The 2018 Tel Aviv mayoral election was held on 30 October 2018 to elect the mayor of Tel Aviv. It saw the reelection of Ron Huldai to a fifth consecutive term.

The election was part of the 2018 Israeli municipal elections.

==Candidates==
===Ran===
- Natan Elnatan (Shas), deputy mayor
- Assaf Harel (We Are the City), comedian
- Ron Huldai (One Tel Aviv), incumbent mayor since 1998
- Asaf Zamir (City Majority), deputy mayor and founder and chairman of "City Majority"

===Declined===
- Ofir Akunis, member of the Knesset
- Tzipi Livni, Knesset leader of the opposition, leader of Hatnua, former leader of Kadima
- Stav Shaffir, member of the Knesset
- Noam Tavon

==Campaigning==
A popular four-term incumbent, Ron Huldai had never before faced a serious reelection challenge.

Lacking name recognition when he announced his candidacy, Asaf Zamir's prospects were initially considered a longshot. However, in the months after launching his campaign, Zamir saw his support rise. Before the election results came in, it was anticipated that he would at least force Huldai into a runoff election. As of July, a poll by Walla News showed Zamir in third place with only 11% of the vote, behind Huldai and prospective candidate Stav Shaffir. However, after Shaffir's made clear she would not be a candidate in the election, Zamir gradually climbed in support, posing a credible challenge to Huldai. Some polling shortly before the election showed Huldai with only a single-digit lead over Zamir.

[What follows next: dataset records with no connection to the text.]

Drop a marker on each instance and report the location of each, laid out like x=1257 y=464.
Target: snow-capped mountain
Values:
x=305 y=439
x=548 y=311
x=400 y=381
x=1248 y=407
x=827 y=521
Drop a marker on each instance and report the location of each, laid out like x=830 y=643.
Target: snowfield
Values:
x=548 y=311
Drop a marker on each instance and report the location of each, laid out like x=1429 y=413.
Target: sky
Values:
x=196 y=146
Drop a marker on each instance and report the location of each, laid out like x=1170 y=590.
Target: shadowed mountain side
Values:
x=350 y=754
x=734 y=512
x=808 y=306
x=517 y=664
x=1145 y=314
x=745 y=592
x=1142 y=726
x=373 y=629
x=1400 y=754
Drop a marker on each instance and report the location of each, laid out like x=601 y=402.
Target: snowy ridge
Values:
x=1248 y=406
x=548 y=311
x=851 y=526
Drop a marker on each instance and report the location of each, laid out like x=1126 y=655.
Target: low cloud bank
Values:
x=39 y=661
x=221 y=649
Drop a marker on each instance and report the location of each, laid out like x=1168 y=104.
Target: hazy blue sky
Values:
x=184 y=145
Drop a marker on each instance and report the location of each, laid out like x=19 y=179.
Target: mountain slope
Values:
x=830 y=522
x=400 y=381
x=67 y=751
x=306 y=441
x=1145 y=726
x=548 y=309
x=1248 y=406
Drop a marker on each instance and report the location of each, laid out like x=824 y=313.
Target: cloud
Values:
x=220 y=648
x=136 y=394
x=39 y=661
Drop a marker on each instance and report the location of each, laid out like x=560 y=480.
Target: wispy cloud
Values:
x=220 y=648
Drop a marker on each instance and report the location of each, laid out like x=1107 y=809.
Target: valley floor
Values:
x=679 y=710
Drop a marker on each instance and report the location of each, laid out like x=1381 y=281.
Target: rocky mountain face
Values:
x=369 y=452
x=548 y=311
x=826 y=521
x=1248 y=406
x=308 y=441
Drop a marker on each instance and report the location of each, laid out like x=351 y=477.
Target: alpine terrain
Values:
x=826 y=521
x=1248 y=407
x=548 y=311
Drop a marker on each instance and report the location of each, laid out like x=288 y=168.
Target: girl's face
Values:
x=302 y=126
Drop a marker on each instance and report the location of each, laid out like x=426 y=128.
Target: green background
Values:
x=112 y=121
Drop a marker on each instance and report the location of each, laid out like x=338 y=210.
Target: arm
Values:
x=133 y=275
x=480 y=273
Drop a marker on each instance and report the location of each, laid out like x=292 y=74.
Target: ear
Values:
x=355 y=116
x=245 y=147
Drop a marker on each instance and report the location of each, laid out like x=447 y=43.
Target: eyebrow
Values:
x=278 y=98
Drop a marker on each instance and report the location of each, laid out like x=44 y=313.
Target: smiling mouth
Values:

Attacks on Zamir included accusations of crony capitalism related to his marriage to Maya Wertheimer, which made his grandfather-in-law billionaire Stef Wertheimer. Stef Wertheimer personally funded part of Zamir's reelection campaign.

Huldai and Zamir shared many similar political concerns, both advocating for lowering the price of housing, improvements to public transportation, and increasing the livability of the city.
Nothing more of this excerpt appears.